I give shadow a half cup of food a day and it takes him all day to eat it. He doesnt have access to it while Im at work anymore because I no longer put it in his play pen. In the morning and when i get home in the evening he nibbles in between playing and napping and then he gobbles down the treats I throw in his pen whenever I lock him up. I can feel his ribs and spine but they arent as pronounced as they used to be. I think me changing his food helped because he refuses to eat much when the kibble is big. He is 9.5 inches tall and 4.6lbs as of his vet visit in June.


----------



## BorderKelpie (Dec 3, 2011)

mom24doggies, Yeah, I didn't handle the gift of the rat with as much grace as maybe I should have. (Squealed like a little girl whil flinging it into the yard lol). I truely believe he was offering me a gift, he was so very proud of himself.  

BB is a terrific food, Paige';s favorite actually. She has been known to go on little hunger strikes if she doesn't get the BB flavor she prefers - spoiled brats, all of them! Bug doesn't have a favorite food, if it'll fit in his mouth, it's eaten. He was stealing the romaine lettuce out of my salad yesterday.


----------



## georgiapeach (Oct 9, 2009)

mom24doggies said:


> Of course it's a premium food! Wouldn't dream of anything else...it's Blue Buffalo Freedom puppy, which is grain free. I raised Trev on BB as well and he did great on it as a pup, and Raven is doing great as well. He's pretty active, but also stays crated quite a bit since he's not reliably potty trained yet, so...I'll start at 1/3 and go from there. Thanks!

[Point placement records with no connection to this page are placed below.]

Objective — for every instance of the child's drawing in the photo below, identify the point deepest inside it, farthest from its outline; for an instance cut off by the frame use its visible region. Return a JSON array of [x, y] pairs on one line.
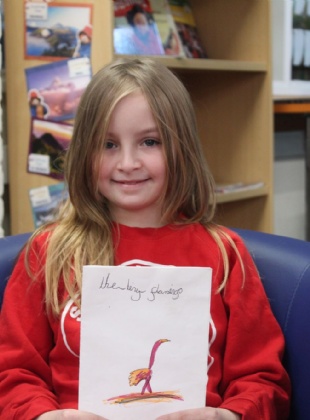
[[145, 374]]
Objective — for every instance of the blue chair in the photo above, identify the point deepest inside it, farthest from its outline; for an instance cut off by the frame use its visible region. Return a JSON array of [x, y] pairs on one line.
[[284, 267]]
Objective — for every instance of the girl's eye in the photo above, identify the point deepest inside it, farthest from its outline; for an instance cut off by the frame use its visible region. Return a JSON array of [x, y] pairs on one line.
[[109, 144], [151, 142]]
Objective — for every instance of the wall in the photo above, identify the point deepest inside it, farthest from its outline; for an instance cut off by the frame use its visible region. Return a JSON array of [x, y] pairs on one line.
[[290, 213]]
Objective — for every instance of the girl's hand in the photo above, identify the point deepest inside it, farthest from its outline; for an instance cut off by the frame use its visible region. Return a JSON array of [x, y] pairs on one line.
[[205, 413], [69, 414]]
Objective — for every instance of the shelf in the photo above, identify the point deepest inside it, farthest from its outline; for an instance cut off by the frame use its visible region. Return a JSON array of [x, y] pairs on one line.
[[241, 195], [291, 107], [210, 64]]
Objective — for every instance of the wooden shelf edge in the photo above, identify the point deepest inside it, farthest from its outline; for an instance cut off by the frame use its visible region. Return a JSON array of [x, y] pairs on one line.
[[241, 195], [209, 64]]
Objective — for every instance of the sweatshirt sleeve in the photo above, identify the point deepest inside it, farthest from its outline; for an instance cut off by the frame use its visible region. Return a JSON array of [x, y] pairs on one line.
[[255, 383], [26, 339]]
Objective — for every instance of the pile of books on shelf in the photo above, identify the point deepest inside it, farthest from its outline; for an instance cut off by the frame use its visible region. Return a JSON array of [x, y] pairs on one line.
[[156, 27]]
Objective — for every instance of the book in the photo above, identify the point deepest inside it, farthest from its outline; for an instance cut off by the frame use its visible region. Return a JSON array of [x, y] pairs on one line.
[[167, 29], [48, 143], [135, 30], [185, 22], [55, 89], [46, 202]]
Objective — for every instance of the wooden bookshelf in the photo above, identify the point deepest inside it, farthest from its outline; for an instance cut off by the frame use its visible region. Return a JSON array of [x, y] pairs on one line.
[[231, 92]]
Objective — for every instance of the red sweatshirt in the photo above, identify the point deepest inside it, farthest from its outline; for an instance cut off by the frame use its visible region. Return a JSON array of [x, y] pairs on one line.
[[39, 364]]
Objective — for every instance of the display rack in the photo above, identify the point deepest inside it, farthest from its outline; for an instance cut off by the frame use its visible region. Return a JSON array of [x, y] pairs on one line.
[[231, 92]]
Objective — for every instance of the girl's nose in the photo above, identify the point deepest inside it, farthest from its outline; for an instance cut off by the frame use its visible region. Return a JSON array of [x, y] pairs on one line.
[[128, 160]]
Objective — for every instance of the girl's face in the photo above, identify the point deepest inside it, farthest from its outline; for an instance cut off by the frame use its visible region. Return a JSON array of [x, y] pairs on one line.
[[132, 172]]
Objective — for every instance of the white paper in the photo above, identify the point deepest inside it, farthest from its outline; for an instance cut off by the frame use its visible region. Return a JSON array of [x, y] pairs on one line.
[[125, 311]]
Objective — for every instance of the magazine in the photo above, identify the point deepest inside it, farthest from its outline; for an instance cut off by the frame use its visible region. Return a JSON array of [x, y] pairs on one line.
[[185, 22], [135, 30], [167, 29], [49, 141], [55, 89], [57, 31], [46, 202]]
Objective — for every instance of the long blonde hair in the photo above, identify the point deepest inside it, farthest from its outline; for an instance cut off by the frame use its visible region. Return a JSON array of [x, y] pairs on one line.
[[82, 234]]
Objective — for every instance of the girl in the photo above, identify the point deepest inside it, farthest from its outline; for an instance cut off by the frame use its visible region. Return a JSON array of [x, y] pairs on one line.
[[139, 189]]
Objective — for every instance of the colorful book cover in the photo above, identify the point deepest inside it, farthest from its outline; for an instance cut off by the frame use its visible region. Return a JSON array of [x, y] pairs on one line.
[[135, 30], [167, 29], [55, 31], [46, 202], [187, 29], [49, 141], [55, 89]]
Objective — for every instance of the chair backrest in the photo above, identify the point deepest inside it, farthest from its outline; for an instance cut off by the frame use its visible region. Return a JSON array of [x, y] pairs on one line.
[[10, 247], [284, 266]]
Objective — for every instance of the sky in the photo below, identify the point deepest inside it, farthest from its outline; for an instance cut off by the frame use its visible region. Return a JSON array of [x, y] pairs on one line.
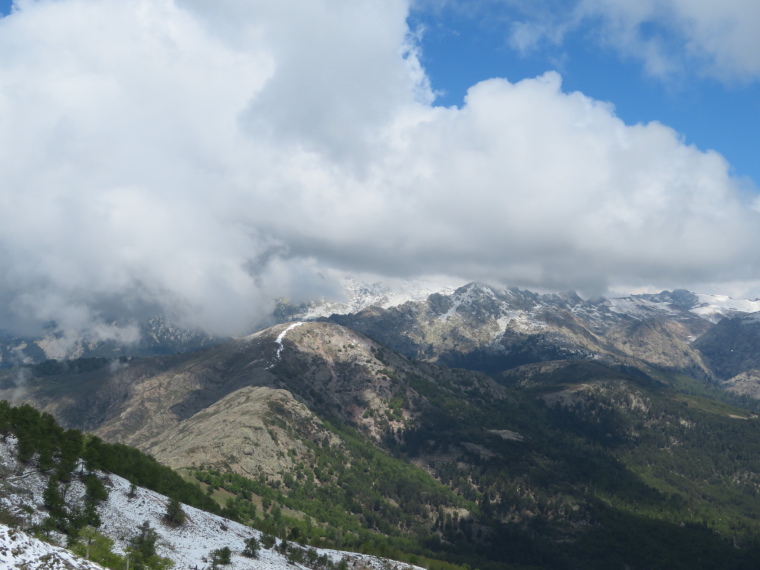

Sorry - didn't mean to offend. :ahhhhh: As you know, the better the kibble, the less of it you have to feed.


----------



## mom24doggies (Mar 28, 2011)

georgiapeach said:


> Sorry - didn't mean to offend. :ahhhhh: As you know, the better the kibble, the less of it you have to feed.


 Oh I wasn't offended...so sorry if I sounded offended!! I totally wasn't...I'm just so passionate about feeding my dogs a high quality food, I guess I came off as offended. Sorry! Yup, the higher the quality the less you feed.


----------



## Ladywolfe (Jan 11, 2012)

My girl weighs in at 7lbs. She isn't thin, just small. She gets 1/2C divided into two meals per day. Maybe 1/3 is better, as suggested; because she probably only eats about 1/3.


----------



## Joelly (May 8, 2012)

mom24doggies, thank you for sharing my pain in feeding Charlie. I didn't know Blue Buffalo is a good kibble. I'll try it next month. Tks for sharing this good information.


----------



## BorderKelpie (Dec 3, 2011)

Joelly said:


> mom24doggies, thank you for sharing my pain in feeding Charlie. I didn't know Blue Buffalo is a good kibble. I'll try it next month. Tks for sharing this good information.


Just for fun, I like to tinker on these sites that compare dog foods:

Dog Food Analysis - Reviews of kibble

Dog Food Reviews and Ratings | Dog Food Advisor


----------